Gouger fell into a deep depression. He resolved to return to England to clear his name. More than ninety colonists, including his close friends from the South Australian Lodge of Friendship, the editorial board of The Southern Australian and those who voted with him on the Street Naming Committee, signed a memorial in support of his reinstatement.
Gouger left for England on 8 November 1837 aboard the Katherine Stewart Forbes. From this point forward he was never the same man again and his anxiety levels began to get the better of him more frequently.
During the voyage he penned his little book entitled South Australia in 1837 in a series of letters, which was full of useful advice to intending colonists and accurate descriptions of what people might come to expect, should they emigrate.
Back in Britain, George Morphett (younger brother to John Morphett) and others gathered around in support, and Gouger was presented with a plate at a special gathering in Birmingham, where they commemorated the contribution he had made to the colony. The commissioners dismissed Hindmarsh’s suspension of him as being invalid and Gouger was reinstated as Colonial Secretary. Very shortly thereafter, he married for a second time. His bride was his cousin, Sarah Whittem, the eldest daughter of James Whittem. The marriage was celebrated on 18 October 1838 at Kenilworth, and they had three children: Robert Sibley Gouger (b. Adelaide 1843), Sarah Adelaide Gouger (b. 1845) and Henry Whittem Gouger (b. 1846).
In February 1839, Gouger returned from England to Adelaide with his new wife to resume as Colonial Secretary. They settled in Strangways Terrace, North Adelaide, overlooking the Park Lands which now make up part of the North Adelaide Golf Course.

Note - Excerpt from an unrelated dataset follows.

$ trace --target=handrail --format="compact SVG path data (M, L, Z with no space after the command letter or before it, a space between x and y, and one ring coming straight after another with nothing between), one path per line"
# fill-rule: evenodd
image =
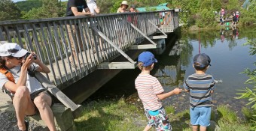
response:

Further crises in the colony prompted Gouger to acknowledge that he was no longer capable of keeping up with the huge workload demanded by the position of Colonial Secretary, so he asked Governor Grey whether he could be relieved as Secretary and given a lighter appointment. Grey offered him the position of Treasurer and Gouger stepped aside from his first appointment.

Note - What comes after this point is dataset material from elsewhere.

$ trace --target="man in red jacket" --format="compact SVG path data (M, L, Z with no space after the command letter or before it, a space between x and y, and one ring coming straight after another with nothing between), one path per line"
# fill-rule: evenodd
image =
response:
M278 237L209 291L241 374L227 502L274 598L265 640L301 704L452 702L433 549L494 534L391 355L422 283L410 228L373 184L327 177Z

Gouger still retained one or two extraneous positions. He was an agent for John Abel Smith, after whom Carrington Street is named, and the auditor for the South Australian Railway Company which George Fife Angas, George Barnes, William Glegg Gover and Rowland Hill established to build a line between Adelaide and the Port. Gouger also became Chairman of the Adelaide Hospital (in 1844).
His health further deteriorated with an unexplained condition that finally took him about two years later. His colonial supporters gathered around him in his hour of need and sent a memorial to E.G. Stanley, petitioning him to grant Gouger a life pension, but the request was refused on the grounds that he had not served sufficient time as a commissioner.
Robert Gouger died in 1846 after returning home to Britain. He was only 44. The Times notified readers that the death had occurred on Tuesday 4 August at Kensington. His second wife, Sarah was still in her mid-30s. Their two young sons were only 6 and 3 and Sarah Adelaide, who was born on their return to Coventry, was only months old. Ironically, Robert Gouger the son, who was born in Adelaide before the family returned to Britain, was drowned like his great-grandfather and his great-great-grandfather before him.
Robert Gouger’s mortal remains were laid to rest in the family vault owned by Henry Gouger Snr in Norwood, London.